Troubling article, really. For migraine alone, there are only a handful of FDA approved preventives, yet there are over 100 different medications that headache specialists (and other physicians) use as preventives to treat migraine. Many times, a patient with migraine and another disorder is placed on a med for the other disorder and reports relief of their migraine symptoms. This is found to happen for more and more people, and then a major center decides to try the med with the main purpose of treating migraine. These centers constantly run trials to look at the efficacy of drugs that are not FDA approved to treat migraine, and in many cases, the studies are run with the purpose of getting FDA approval for more meds in this category. Topiramate is one such med that received its FDA approval recently to treat migraine.

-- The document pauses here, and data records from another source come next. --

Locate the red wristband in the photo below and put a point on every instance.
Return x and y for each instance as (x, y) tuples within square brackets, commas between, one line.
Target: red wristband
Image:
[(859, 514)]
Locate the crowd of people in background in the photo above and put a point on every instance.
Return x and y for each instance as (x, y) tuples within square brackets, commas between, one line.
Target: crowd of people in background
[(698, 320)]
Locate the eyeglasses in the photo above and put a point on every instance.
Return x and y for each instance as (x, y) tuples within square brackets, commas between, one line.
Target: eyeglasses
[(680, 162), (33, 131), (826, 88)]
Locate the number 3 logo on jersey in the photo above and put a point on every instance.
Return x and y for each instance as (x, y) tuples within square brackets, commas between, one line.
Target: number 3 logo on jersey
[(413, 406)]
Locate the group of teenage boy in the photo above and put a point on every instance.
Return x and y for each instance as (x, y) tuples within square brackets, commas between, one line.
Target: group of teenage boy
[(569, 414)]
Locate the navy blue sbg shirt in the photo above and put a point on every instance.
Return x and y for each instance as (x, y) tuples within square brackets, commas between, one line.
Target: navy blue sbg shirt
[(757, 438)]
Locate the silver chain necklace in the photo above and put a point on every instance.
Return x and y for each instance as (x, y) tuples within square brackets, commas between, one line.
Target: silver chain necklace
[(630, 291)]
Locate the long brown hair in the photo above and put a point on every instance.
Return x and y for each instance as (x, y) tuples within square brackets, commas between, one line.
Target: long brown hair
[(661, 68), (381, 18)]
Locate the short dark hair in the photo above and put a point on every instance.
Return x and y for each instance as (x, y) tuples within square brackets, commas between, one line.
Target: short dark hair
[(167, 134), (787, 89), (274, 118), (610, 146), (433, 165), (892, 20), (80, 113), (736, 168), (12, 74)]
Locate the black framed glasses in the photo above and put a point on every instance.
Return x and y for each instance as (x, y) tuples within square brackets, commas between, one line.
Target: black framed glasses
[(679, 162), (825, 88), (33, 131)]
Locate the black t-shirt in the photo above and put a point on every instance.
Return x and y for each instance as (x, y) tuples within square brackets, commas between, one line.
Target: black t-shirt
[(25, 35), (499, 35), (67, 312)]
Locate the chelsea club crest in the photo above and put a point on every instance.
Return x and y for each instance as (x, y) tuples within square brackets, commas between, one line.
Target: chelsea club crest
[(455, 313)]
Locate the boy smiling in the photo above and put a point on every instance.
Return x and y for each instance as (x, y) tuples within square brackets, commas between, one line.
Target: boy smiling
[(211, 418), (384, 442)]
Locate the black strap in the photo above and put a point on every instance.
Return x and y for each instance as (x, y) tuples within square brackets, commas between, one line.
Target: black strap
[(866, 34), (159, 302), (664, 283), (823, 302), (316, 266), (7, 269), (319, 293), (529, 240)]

I don’t feel the above scenario is practicing bad medicine based on anecdote rather than evidence. If these meds weren’t prescribed “off-label” as it were, then millions who have found relief from them would still be battling disabling pain. To me, it would be practicing bad medicine to deny their treatment on the basis of the reasoning that “this med is not FDA approved for migraine.”
Some insurance companies will not pay for a med if it is prescribed for an off-label use. This was one of the problems I frequently heard of when working with migraine sufferers regarding topiramate. Attaining FDA approval for migraine on that med allowed more people to utilize its treatment. (Have to throw in the cheesy disclaimer that I’m not promoting topamax here! I, personally, had an awful experience with it, but it does provide a good example for the argument above!)